If you want a serious critique, you need better pics.


----------



## Caledonian (Nov 27, 2016)

High ringbone in the hinds perhaps? If so, degenerative. Not one I use to breed or as a riding horse.


----------



## mrs_cowpunch (Aug 14, 2021)

Interesting! I noticed the back pasterns, but I'm very new to running QH lines... And they have very different traits then the average ranch horse, with their long legs and more Thoroughbred built bodies... I originally thought maybe that had something to do with it... I will definately see how he holds up with riding. Most likely he will never do hard work in his lifetime, although i do want to break him to ride and have as a spare horse for mountain riding... He is about 15.3 hands and very beautiful forsure!


----------



## rambo99 (Nov 29, 2016)

The engagement between fetlock an cornary band isn't normal and it's quite large on both hinds.

Probably one of reasons he ended up at auction.
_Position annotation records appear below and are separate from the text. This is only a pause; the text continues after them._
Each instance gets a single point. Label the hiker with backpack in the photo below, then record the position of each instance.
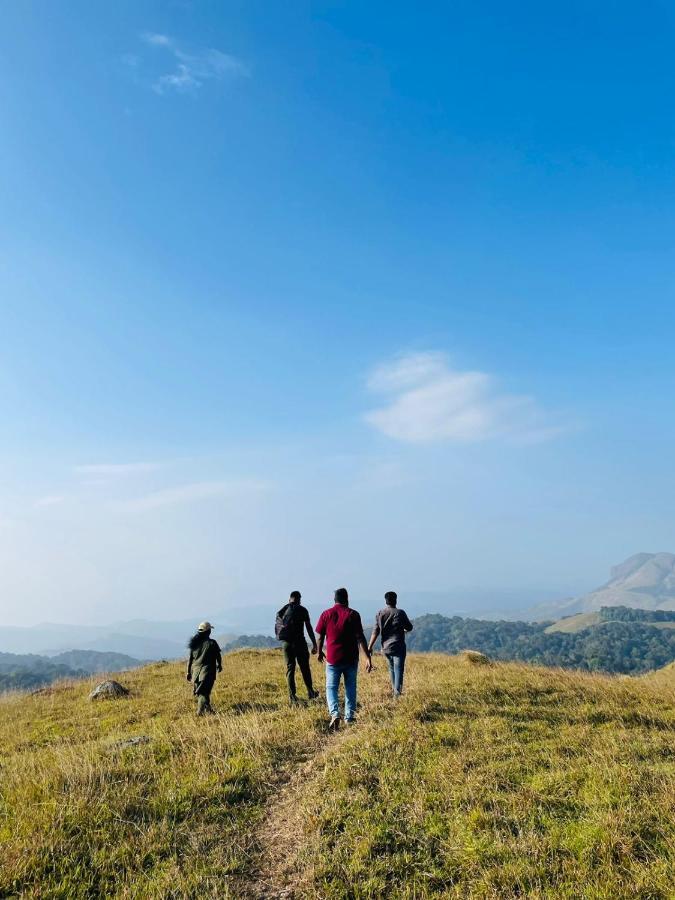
(391, 625)
(292, 620)
(205, 660)
(341, 630)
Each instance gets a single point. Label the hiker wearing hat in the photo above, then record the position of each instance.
(205, 660)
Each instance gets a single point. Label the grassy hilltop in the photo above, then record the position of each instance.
(484, 781)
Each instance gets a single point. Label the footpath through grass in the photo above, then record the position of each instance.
(483, 781)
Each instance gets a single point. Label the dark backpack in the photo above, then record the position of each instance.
(283, 627)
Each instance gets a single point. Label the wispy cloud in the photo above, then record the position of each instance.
(190, 493)
(50, 500)
(427, 400)
(190, 69)
(117, 470)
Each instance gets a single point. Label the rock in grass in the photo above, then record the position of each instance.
(475, 658)
(108, 690)
(131, 742)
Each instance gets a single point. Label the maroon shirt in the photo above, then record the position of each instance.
(342, 628)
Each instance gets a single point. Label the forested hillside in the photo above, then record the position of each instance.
(623, 640)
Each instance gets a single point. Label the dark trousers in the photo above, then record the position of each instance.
(396, 669)
(204, 679)
(297, 653)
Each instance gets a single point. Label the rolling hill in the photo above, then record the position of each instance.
(484, 781)
(644, 581)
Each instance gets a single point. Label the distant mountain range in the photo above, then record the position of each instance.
(643, 581)
(646, 580)
(145, 639)
(22, 671)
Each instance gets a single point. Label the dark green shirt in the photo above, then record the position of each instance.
(205, 656)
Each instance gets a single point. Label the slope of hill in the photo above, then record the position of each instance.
(645, 581)
(656, 618)
(484, 781)
(622, 645)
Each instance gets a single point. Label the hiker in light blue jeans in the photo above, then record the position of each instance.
(333, 675)
(341, 633)
(391, 625)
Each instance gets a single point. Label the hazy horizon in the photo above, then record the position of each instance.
(299, 296)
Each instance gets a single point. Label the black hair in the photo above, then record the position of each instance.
(198, 639)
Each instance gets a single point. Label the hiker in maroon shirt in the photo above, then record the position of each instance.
(341, 630)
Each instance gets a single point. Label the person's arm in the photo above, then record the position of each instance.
(361, 638)
(376, 633)
(321, 631)
(310, 632)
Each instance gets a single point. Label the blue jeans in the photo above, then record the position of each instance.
(333, 675)
(396, 669)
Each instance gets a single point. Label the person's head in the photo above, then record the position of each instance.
(201, 635)
(342, 597)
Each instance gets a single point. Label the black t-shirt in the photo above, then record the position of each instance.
(391, 624)
(296, 617)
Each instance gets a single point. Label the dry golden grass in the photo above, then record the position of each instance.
(483, 781)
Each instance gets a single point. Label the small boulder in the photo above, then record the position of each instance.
(131, 742)
(475, 658)
(108, 690)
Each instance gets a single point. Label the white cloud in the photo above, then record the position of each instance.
(190, 493)
(429, 401)
(192, 68)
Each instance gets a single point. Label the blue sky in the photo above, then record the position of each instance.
(294, 295)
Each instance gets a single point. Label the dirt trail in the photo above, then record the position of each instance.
(272, 875)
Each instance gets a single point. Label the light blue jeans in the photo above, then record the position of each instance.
(333, 675)
(396, 669)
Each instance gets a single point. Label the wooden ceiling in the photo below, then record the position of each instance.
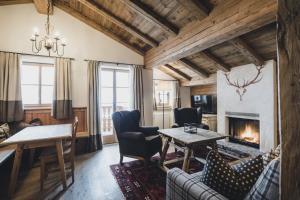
(157, 27)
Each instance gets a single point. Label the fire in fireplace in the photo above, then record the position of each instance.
(244, 131)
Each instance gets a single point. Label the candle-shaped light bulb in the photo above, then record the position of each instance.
(36, 31)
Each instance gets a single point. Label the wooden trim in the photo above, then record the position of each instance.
(226, 21)
(13, 2)
(196, 7)
(247, 51)
(119, 22)
(168, 73)
(148, 13)
(42, 6)
(289, 98)
(95, 25)
(45, 115)
(217, 61)
(177, 71)
(192, 66)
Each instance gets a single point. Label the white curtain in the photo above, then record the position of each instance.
(11, 108)
(176, 96)
(94, 118)
(62, 95)
(138, 90)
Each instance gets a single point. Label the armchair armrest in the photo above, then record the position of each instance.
(149, 130)
(138, 136)
(175, 125)
(182, 186)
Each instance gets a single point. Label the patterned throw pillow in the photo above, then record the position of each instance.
(249, 172)
(218, 175)
(267, 185)
(269, 156)
(4, 131)
(234, 183)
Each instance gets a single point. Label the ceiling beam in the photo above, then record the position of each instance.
(148, 13)
(192, 66)
(95, 25)
(196, 7)
(13, 2)
(167, 72)
(42, 6)
(177, 71)
(247, 51)
(217, 61)
(119, 22)
(226, 21)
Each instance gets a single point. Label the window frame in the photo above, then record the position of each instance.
(114, 86)
(40, 65)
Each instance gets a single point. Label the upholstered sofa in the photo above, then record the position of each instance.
(183, 186)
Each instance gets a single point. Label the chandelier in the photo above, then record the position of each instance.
(52, 43)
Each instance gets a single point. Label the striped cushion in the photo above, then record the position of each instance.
(267, 185)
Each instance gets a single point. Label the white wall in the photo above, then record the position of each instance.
(260, 98)
(84, 42)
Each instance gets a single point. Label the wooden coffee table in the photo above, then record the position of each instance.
(188, 142)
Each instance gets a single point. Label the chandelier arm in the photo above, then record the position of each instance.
(63, 51)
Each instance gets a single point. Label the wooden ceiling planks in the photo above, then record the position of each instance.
(119, 22)
(227, 21)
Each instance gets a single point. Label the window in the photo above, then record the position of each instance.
(37, 81)
(115, 95)
(163, 98)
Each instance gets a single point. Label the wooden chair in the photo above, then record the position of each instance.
(48, 158)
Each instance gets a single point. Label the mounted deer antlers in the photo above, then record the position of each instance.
(241, 88)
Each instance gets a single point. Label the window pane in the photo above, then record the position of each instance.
(47, 75)
(122, 79)
(122, 95)
(107, 78)
(106, 95)
(47, 94)
(30, 94)
(29, 74)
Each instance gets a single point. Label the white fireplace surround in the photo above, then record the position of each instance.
(259, 102)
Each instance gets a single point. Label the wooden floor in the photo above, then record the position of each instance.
(93, 179)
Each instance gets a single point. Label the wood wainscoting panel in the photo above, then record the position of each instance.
(45, 115)
(204, 89)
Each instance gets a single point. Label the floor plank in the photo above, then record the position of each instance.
(93, 179)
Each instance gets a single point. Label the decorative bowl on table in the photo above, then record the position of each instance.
(190, 128)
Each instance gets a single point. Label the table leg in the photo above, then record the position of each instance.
(61, 163)
(15, 170)
(186, 161)
(165, 150)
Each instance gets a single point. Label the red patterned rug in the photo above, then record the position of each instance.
(139, 183)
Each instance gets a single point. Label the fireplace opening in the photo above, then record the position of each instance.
(244, 131)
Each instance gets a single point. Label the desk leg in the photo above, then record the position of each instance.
(186, 161)
(165, 150)
(15, 170)
(61, 163)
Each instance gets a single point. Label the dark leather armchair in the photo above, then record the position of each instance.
(135, 141)
(188, 115)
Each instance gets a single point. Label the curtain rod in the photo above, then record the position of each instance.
(155, 79)
(111, 62)
(28, 54)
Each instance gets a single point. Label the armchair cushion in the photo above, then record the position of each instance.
(181, 185)
(137, 136)
(149, 130)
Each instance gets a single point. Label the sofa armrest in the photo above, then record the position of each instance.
(175, 126)
(137, 136)
(149, 130)
(182, 186)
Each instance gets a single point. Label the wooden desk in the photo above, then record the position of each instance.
(188, 141)
(38, 136)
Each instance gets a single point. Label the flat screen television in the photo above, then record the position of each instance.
(208, 103)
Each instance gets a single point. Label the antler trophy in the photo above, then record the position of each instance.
(241, 88)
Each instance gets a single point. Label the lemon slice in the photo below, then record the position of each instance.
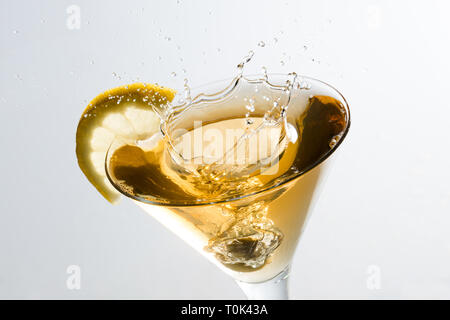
(127, 112)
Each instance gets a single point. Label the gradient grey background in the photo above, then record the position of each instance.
(386, 201)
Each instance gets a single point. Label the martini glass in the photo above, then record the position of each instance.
(284, 205)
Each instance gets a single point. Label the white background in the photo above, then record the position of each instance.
(386, 201)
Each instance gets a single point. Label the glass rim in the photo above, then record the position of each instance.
(293, 177)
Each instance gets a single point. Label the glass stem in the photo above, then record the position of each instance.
(273, 289)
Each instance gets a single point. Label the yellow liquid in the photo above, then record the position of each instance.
(253, 237)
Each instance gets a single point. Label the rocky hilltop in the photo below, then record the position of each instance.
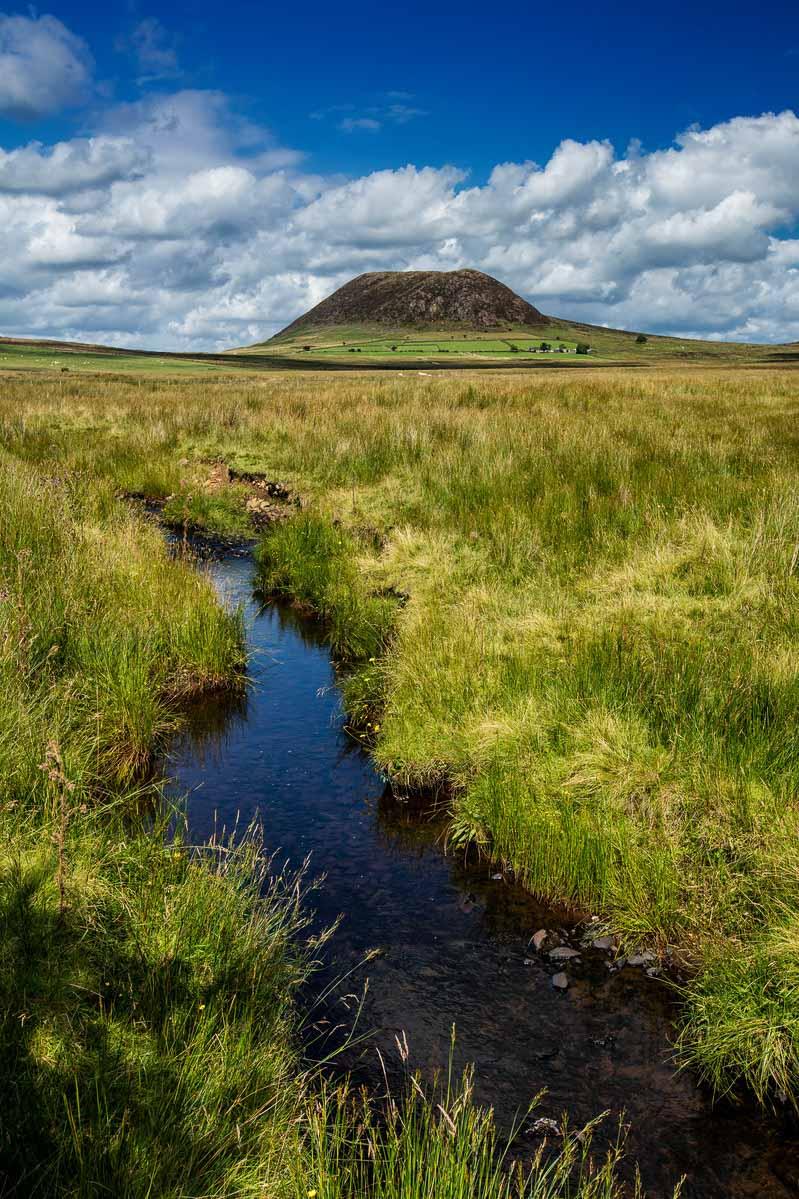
(419, 299)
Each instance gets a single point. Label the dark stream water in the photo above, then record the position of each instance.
(452, 938)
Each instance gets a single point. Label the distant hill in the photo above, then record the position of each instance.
(420, 300)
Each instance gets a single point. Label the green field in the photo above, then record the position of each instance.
(606, 345)
(41, 356)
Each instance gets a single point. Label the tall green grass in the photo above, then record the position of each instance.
(599, 649)
(149, 1035)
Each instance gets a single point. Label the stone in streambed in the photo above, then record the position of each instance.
(563, 953)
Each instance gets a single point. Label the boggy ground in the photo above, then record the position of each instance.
(598, 652)
(149, 1038)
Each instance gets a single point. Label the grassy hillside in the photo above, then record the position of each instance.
(508, 344)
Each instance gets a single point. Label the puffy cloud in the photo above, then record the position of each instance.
(182, 226)
(71, 166)
(43, 67)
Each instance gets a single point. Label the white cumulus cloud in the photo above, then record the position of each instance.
(43, 67)
(181, 224)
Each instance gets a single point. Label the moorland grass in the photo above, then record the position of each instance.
(148, 1019)
(598, 655)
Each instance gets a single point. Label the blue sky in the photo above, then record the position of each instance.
(401, 120)
(479, 86)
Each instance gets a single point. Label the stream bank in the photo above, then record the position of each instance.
(452, 937)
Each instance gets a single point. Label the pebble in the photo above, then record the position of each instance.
(545, 1125)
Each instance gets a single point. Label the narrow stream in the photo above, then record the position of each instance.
(452, 938)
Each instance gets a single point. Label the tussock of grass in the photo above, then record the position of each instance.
(442, 1145)
(100, 633)
(146, 1022)
(311, 560)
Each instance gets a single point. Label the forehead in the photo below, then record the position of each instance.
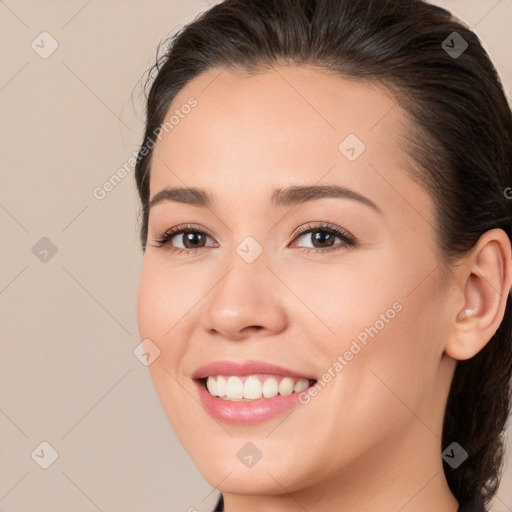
(286, 125)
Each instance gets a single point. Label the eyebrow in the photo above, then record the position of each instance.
(281, 197)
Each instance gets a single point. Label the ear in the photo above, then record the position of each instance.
(483, 283)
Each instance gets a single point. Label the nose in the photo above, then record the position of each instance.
(247, 300)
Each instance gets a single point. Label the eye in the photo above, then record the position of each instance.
(189, 238)
(322, 237)
(185, 238)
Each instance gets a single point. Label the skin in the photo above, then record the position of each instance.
(371, 439)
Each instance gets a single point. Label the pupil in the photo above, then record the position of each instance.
(322, 237)
(193, 237)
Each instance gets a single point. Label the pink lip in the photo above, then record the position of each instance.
(245, 368)
(245, 412)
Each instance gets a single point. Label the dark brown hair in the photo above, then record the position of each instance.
(461, 143)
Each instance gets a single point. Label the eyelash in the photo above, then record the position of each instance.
(348, 240)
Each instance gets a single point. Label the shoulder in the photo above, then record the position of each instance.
(219, 507)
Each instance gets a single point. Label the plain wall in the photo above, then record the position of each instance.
(68, 375)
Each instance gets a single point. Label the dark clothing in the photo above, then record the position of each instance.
(467, 507)
(220, 505)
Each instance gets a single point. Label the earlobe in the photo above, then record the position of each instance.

I would geld him not breeding worthy with those hind legs.


----------



## QtrBel (May 31, 2012)

That would not be a trait of any breed or line I've seen or had experience with. There seems to be something off with the right fore and front legs but the legs may be camera angle.

You would need better pictures for a conformation critique. There should be a sticky posted about what is required to be fair to the horse. 

He is such a rich red. One of my favorite shades. Love is head.


----------



## Milton'sMama (Jan 9, 2021)

tinyliny said:


> Could this be the early hints of DSLD?


That's kind of what I thought.


----------



## waresbear (Jun 18, 2011)

Funky legs, top to bottom, and something appears to be going on with his chest? Not something I would consider breeding at all.


----------



## tinyliny (Oct 31, 2009)

waresbear said:


> Funky legs, top to bottom, and something appears to be going on with his chest? Not something I would consider breeding at all.


I don't see any issue with the chest. In fact, were it not for the very odd pastern/fetlock area, both rear and fore, . . . I would say he was nicely conformed. The curvature of the pastern makes it look actually 'swollen'. Yes, it is very 'off'. not just a little. very.


----------



## mrs_cowpunch (Aug 14, 2021)

tinyliny said:


> I don't see any issue with the chest. In fact, were it not for the very odd pastern/fetlock area, both rear and fore, . . . I would say he was nicely conformed. The curvature of the pastern makes it look actually 'swollen'. Yes, it is very 'off'. not just a little. very.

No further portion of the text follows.